Very few screening guidelines have been developed that even refer
to people over 65, even though the vast majority of fatal heart attacks
and cancer deaths occur after that age. We are still waiting for the
research to show whether common health screening protocols for measuring
cholesterol or colorectal cancer exams catch problems early enough in
the elderly to save lives. The bias that underlies these shortcomings
would be unacceptable even if the elderly were a small percentage of
the patient population in our country, Perry admonished. "But
currently Americans over 65 comprise half of all physician time. By
2030, almost 25% of the entire U.S. population will be in this age group.
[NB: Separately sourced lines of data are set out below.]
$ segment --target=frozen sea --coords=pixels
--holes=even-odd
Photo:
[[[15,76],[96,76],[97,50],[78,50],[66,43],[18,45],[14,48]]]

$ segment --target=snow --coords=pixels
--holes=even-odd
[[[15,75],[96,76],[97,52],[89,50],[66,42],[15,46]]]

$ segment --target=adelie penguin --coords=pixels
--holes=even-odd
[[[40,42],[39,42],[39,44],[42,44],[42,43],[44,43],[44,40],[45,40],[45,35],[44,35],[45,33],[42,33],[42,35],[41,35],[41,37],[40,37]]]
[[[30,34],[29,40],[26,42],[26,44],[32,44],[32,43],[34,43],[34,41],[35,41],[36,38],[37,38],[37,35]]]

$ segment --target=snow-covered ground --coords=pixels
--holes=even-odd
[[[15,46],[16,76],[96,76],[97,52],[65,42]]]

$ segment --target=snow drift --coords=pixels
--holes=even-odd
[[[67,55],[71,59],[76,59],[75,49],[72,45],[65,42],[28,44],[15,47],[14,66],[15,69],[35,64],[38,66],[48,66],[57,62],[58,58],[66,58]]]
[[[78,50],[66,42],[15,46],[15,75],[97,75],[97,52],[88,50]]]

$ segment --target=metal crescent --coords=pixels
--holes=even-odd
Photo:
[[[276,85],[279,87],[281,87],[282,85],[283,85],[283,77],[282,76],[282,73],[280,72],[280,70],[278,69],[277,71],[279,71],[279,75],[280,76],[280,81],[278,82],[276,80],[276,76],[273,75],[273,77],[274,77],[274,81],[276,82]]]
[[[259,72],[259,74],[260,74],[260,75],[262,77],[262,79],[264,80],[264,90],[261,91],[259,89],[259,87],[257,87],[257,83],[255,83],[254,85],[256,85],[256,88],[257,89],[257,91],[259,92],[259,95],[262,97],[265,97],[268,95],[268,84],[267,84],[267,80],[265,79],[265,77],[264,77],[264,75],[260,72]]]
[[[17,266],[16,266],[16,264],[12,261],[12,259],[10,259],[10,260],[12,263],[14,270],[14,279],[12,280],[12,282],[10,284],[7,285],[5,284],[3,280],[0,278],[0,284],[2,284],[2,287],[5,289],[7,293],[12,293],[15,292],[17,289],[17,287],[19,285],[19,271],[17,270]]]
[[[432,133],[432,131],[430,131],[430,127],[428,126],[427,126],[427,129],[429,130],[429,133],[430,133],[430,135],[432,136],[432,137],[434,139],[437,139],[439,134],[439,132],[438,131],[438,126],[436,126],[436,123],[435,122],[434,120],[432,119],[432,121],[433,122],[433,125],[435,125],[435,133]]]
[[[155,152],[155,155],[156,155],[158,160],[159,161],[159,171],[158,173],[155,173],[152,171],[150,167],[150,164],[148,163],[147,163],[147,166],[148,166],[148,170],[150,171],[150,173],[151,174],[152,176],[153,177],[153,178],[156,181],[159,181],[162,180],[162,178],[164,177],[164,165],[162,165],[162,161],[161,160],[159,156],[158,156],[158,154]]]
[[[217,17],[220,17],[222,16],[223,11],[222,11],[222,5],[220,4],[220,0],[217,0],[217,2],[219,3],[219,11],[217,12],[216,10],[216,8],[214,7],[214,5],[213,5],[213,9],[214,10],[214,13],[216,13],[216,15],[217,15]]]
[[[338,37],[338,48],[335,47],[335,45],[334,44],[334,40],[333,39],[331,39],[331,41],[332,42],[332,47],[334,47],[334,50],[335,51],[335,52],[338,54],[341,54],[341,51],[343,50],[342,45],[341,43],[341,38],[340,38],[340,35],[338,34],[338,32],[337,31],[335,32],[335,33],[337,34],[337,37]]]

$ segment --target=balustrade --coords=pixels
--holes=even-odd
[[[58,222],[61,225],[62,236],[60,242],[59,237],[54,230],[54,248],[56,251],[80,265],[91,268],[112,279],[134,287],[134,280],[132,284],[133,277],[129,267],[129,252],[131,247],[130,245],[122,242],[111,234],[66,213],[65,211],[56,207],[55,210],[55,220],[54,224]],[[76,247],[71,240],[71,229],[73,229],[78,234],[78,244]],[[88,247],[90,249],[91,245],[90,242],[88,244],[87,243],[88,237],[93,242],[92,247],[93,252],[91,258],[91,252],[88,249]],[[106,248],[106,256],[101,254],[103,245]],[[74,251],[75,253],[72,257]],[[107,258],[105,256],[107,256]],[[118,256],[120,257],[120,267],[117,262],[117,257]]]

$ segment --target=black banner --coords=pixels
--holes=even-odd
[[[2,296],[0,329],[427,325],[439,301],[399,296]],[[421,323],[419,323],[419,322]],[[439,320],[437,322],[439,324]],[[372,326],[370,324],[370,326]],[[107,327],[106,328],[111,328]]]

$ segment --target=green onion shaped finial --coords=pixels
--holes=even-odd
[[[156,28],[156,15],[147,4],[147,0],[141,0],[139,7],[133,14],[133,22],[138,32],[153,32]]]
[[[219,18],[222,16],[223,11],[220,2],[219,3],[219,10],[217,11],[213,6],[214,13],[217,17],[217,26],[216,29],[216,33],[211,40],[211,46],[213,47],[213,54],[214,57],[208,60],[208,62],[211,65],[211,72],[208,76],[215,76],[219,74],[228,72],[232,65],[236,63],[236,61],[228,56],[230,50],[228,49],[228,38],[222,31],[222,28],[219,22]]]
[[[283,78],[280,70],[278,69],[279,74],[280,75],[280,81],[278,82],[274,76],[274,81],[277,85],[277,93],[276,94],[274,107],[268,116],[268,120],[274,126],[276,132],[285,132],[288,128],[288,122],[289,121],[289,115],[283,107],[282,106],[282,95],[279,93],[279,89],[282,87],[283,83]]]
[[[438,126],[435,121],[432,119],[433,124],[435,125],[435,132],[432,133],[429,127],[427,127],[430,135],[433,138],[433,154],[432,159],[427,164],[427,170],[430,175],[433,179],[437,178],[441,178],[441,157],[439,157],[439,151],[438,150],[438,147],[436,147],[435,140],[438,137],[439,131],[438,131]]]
Ageist assumptions that distort the quality of healthcare for such a
large and growing group hurt everyone, because they lead to premature
loss of independence on a giant scale; they increase mortality, disability
and depression in older adults who might otherwise lead productive,
satisfying and healthier lives. Robert Butler, MD and professor of Geriatrics,
Mount Sinai School of Medicine, also presented compelling testimony
on the under-representation of older persons in clinical trials. Clinical
trial is the process established to test the safety and efficacy of
new drug treatments. Unfortunately, Butler testified,
people 65 and over are woefully underrepresented in or even excluded
from these trials, despite the fact that they are the ones who generally
take the most medications. The result is a lack of understanding of
how drugs and treatments will work in older persons, which can lead
to adverse reactions and inappropriate dosages or treatments and the
misperception that older people cannot tolerate or benefit from new
drugs and procedures. As Congress debates the addition of a prescription
drug benefit for Medicare beneficiaries, Butler said, it becomes increasingly
important that we have a proper understanding of how drugs affect the
older population. Ironically a reason researchers exclude
older persons is they often have multiple conditions that make it harder
to interpret results. He pointed out that in fact complicated medical
histories are the norm and that we must learn something about older
people as they live and age. The Senate also heard testimony on how
the nation's mental health care system fails older Americans. Joel E.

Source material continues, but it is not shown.